Kubernetes offers numerous features to ensure high availability for applications running in its cluster environment. One critical aspect of maintaining high availability is managing pod disruptions effectively.

In Kubernetes terminology, pod disruption refers to the temporary unavailability or termination of a Kubernetes pod, which can occur voluntarily or involuntarily.

Understanding Pod Disruption

Pods do not disappear until someone (a user or controller) destroys them, or there is an unavoidable hardware or system software error.
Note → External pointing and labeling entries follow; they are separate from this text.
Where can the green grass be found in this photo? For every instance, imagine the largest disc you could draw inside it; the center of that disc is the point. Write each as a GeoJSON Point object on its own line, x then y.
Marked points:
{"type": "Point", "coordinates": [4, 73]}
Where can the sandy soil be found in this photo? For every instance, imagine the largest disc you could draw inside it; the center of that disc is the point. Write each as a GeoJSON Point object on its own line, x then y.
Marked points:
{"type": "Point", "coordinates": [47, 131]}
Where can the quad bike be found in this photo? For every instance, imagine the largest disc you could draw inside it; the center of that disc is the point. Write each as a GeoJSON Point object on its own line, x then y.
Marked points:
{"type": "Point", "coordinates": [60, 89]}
Pod disruptions can be classified into voluntary and involuntary disruptions. Voluntary disruptions are intentional and controlled, while involuntary disruptions are unexpected and beyond one’s control.

Voluntary disruptions

  • Draining a node a Kubernetes upgrade or reboot

  • Draining a node from a cluster to scale down using Cluster Autoscaling

  • Updating a deployment’s pod template causing a restart

  • Deleting a pod (e.g. by accident)

These actions can be take by the cluster administration or by the application owner.

Involuntary disruptions

  • Node outage due to hardware or hypervisor failure or kernel panic

  • Node disappears from the cluster due to cluster network partition

  • Eviction of a pod due to the node being out-of-resources

All these conditions should be familiar to most users except for the out-of-resources condition because of Node-pressure eviction

Best Practices for High Availability

Let’s delve into common issues scenarios and corresponding best practices solutions to prevent application downtime:

1. Deploy Multiple Pods (Replicas)

Issue: Deploying only one pod can lead to application downtime if it becomes unavailable, such as during a pod restart.
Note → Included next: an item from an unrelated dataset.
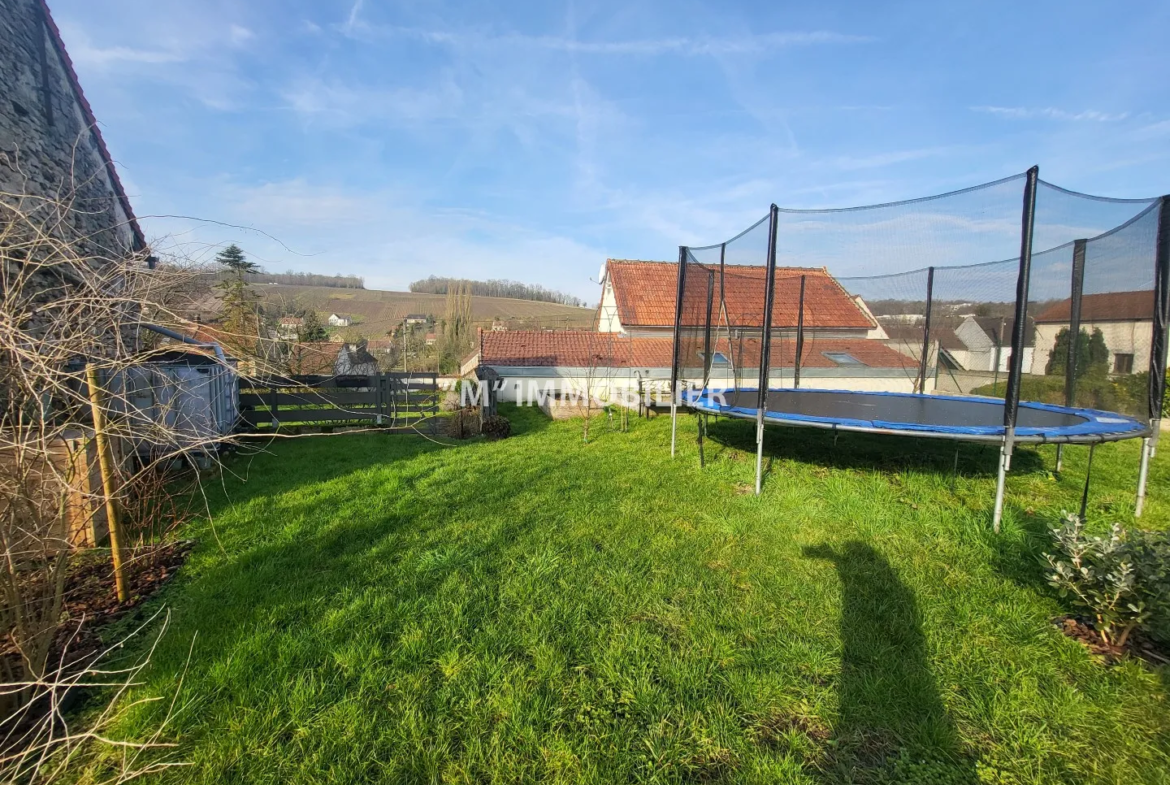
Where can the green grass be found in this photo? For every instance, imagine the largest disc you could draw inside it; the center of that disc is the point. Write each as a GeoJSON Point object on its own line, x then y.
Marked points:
{"type": "Point", "coordinates": [384, 608]}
Solution: Set the replicas value greater than or equal to 2 to ensure redundancy and high availability. Optionally, use an autoscaler solution (e.g. HorizontalPodAutoscaler or Keda’s ScaledObject) to scale out when needed.

References:

2. Spread Pods Across Availability Zones

Issue: Deploying pods on a single node or within one availability zone can lead to application downtime if that node or zone becomes unavailable.

Solution: Utilize TopologySpreadConstraints or pod anti-affinity to distribute pods across availability zones and set replicas value greater than or equal to 3 to ensure at least one pod is located in each availability zone.

References:

3. Avoid Simultaneous Pod Disruptions

Kubernetes offers features to help you run highly available applications even when you introduce frequent voluntary disruptions.

Issue: Simultaneously draining all nodes hosting application pods can cause application downtime during voluntary disruptions.

Solution: Implement PodDisruptionBudget (PDB) resource to ensure a minimum number of pods remain operational during voluntary disruptions. Do not use a PDB when you only have one replica, as this will block Kubernetes and node upgrades.

References:

4. Correctly Sized Resource Requests and Limits

Requests specify the minimum CPU and memory requirements for a container to operate, with the kube-scheduler utilizing resource requests to determine suitable nodes. Limits establish the maximum CPU and memory usage permitted for a container, preventing excessive resource consumption and safeguarding cluster stability and performance.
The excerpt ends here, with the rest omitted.